An open API service indexing awesome lists of open source software.

https://github.com/linkml/dm-bip

Data Model Based Ingestion Pipeline
https://github.com/linkml/dm-bip

Last synced: about 1 year ago
JSON representation

Data Model Based Ingestion Pipeline

Awesome Lists containing this project

README

          

# Data Model-Based Ingestion Pipeline - dm-bip

| [Documentation](https://linkml.io/dm-bip/) |

Data Model-Based Ingestion Pipeline using LinkML tools

## Overview
The purpose of this repository is to coordinate the efforts of multiple projects in creating a Data Model-Based Ingestion Pipeline (dm-bip) for their respective purposes. Currently, the two projects involved in this effort are the BioData Catalyst (BDC) Data Management Core (BDC-DMC) and the INCLUDE project. If you have another ingest pipeline you would like to consider for inclusion in this joint ingestion pipeline please make an issue or reach out to the respective programs of the authors of this repository.

The main effort of this project is to use existing [LinkML](https://linkml.io/linkml/) tools to the extent possible and fill in gaps between these tools with simple scripts.

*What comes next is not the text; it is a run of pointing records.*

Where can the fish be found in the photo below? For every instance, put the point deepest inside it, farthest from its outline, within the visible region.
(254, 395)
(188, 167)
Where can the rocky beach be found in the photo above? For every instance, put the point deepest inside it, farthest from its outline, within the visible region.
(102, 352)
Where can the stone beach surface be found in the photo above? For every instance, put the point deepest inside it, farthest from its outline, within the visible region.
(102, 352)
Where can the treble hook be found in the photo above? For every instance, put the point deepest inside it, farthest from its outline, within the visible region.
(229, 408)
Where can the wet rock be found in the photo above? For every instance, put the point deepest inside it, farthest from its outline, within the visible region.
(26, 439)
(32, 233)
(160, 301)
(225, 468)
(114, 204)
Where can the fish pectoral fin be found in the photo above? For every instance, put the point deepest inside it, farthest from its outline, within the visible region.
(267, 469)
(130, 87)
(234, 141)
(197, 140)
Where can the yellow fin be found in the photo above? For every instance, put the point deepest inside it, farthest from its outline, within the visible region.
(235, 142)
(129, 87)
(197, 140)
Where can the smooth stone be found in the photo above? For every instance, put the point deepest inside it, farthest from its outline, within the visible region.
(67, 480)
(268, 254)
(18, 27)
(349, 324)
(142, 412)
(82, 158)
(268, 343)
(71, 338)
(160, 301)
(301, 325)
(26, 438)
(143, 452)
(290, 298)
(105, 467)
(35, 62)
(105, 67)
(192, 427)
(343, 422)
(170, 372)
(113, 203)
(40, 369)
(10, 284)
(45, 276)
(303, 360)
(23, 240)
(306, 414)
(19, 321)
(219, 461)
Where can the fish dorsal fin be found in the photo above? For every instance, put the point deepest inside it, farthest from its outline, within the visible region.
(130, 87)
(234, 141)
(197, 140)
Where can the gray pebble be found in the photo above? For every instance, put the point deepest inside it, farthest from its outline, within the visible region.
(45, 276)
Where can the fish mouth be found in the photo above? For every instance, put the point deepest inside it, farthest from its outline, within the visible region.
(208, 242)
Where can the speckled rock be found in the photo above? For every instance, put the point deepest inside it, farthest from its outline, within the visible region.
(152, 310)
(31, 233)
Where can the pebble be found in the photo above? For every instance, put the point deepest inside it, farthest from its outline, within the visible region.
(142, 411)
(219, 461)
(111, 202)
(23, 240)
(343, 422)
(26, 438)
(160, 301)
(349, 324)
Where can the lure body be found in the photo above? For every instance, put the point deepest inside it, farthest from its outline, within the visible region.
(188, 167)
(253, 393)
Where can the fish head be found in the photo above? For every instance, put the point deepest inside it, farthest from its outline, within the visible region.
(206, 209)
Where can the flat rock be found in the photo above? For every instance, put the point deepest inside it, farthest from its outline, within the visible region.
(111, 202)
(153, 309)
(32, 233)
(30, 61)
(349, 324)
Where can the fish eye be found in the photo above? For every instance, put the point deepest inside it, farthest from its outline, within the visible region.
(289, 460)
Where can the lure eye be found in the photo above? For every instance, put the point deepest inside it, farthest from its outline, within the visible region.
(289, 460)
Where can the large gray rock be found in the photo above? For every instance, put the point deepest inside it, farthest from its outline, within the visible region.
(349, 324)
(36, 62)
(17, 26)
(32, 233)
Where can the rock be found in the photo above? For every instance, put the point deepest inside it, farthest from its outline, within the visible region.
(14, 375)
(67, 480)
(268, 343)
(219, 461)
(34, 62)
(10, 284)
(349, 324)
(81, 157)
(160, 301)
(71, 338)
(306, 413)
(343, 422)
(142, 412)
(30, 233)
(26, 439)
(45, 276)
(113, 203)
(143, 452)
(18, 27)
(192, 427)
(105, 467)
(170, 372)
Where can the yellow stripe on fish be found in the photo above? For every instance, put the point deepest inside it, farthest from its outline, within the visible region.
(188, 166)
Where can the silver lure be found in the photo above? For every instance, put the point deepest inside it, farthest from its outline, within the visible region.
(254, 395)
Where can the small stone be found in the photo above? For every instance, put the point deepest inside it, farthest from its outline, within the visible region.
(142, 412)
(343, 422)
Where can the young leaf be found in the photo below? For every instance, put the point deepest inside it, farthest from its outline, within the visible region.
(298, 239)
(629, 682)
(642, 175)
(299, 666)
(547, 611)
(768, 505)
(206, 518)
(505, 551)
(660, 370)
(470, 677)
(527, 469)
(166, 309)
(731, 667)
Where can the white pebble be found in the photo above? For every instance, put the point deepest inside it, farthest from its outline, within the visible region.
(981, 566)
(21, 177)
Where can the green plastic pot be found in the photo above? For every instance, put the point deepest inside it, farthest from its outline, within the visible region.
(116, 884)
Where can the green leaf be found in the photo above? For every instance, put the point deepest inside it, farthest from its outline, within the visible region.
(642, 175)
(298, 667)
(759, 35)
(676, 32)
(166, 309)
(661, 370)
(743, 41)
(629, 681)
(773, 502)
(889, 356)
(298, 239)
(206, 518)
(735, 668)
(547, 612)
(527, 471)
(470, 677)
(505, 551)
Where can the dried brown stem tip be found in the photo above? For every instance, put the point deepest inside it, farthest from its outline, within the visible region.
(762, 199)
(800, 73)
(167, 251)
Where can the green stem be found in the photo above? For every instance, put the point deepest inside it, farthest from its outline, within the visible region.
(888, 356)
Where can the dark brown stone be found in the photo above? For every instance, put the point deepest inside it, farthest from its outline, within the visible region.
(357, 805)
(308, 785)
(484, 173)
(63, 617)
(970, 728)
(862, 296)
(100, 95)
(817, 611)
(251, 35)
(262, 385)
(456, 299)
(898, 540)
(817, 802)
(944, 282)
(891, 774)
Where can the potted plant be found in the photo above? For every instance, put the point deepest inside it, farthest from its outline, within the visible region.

Whenever possible, the goal should be to move created middle-ware tools within this repository either upstream to the data submitters or into the LinkML tools in use.

# Requirements
- Python >= 3.12 (Note: Downgraded to 3.12 due to linkml-runtime issue in 3.13, patch forthcoming)
- [Poetry](https://python-poetry.org/docs/#installation)
- [Cruft] (https://cruft.github.io/cruft/)

# Repository Structure
- Github wokflows:
- For code quality checks (`qc.yml`)
- Documentation deployment (`deploy-docs.yml`)
- PyPI deployment (`pypi-publish.yml`)
- `docs` directory with `Sphinx` configuration files and an `index.rst`file.
- `src` directory structure with the `project_name` directory within it.
- Within the `project_name` directory, there are 2 python files:
- `main_file.py`
- `cli.py` for [`click`](https://click.palletsprojects.com) commands.
- `tests` directory with a very basic test.
- `poetry` compatible `pyproject.toml` file containing minimal package requirements.
- `tox.ini` file containing configuration for:
- `coverage-clean`
- `lint`
- `codespell`
- `docstr-coverage`
- `pytest`
- `LICENSE` file based on the choice made during setup.
- `README.md` file containing `project_description` value entered during setup.

# Getting Started
To get started with development in the Data Model-Based Ingetion Pipeline (dm-bip) first we will need to clone the repository. If you don't already have `git` installed, refer to installation instructions appropriate for your environment [here](https://github.com/git-guides/install-git). With `git` installed you can clone the repository.
```
git clone https://github.com/linkml/dm-bip.git
```

Then, change to the newly created project directory.
```bash
cd dm-bip
```

## Setup Python Environment and Install Poetry
First, we'll need to set up a Python development environment. You can either use your system `poetry` or install it within a repository virtual environment.

### Use System Poetry
To use you're system `poetry`, install `poetry` if you haven't already.
```
pip install poetry
```

### Install Poetry in a Virtual Environment
To use poetry within a virtual environment and install `poetry` to the environment, use your system Python or install `pyenv` and select your python version with `pyenv local 3.12`. If you have just installed `pyenv`, make sure to install your intended Python version e.g. `pyenv install 3.12`. Then create a virtual environment and install poetry to it. You will also want to add `cruft` to the virtual environment to keep updated with this template.
```
pyenv local 3.12
python -m venv .venv
. .venv/bin/activate
pip install poetry
pip install cruft
```

### Install Dependencies
Now that we have the basic repository set up and the background dependencies, we can set up the dependencies for the rest of the project. First, we'll use poetry to install project dependencies.
```
poetry install
```

If you are managing `poetry` and `cruft` in the local virtual environment rather than using your own system wide poetry you may want to use the `env` group. If you are doing development within the repository you also want to use the `dev` group with your poetry install.
```
poetry install --with env --with dev
```

### Add `poetry-dynamic-versioning` as a plugin
Our usage of poetry requires the dynamic versionining plugin.
```
poetry self add "poetry-dynamic-versioning[plugin]"
```
**Note**: If you are using a Linux system and the above doesn't work giving you the following error `Invalid PEP 440 version: ...`, you could alternatively run:
```
poetry add poetry-dynamic-versioning
```

#### Verify the setup is working
Once we have everything set up, we should run `tox` and to make sure that the setup is correct and functioning.
```
poetry run tox
```

This should run all the bullets mentioned above under the `tox` configuration and ideally you should see the following at the end of the run:
```
coverage-clean: OK (0.20=setup[0.05]+cmd[0.15] seconds)
lint-fix: OK (0.40=setup[0.01]+cmd[0.30,0.09] seconds)
codespell-write: OK (0.20=setup[0.02]+cmd[0.18] seconds)
docstr-coverage: OK (0.29=setup[0.01]+cmd[0.28] seconds)
py: OK (1.29=setup[0.01]+cmd[1.28] seconds)
congratulations :) (2.55 seconds)
```

And as the last line says: `congratulations :)`!! Your project is ready to evolve!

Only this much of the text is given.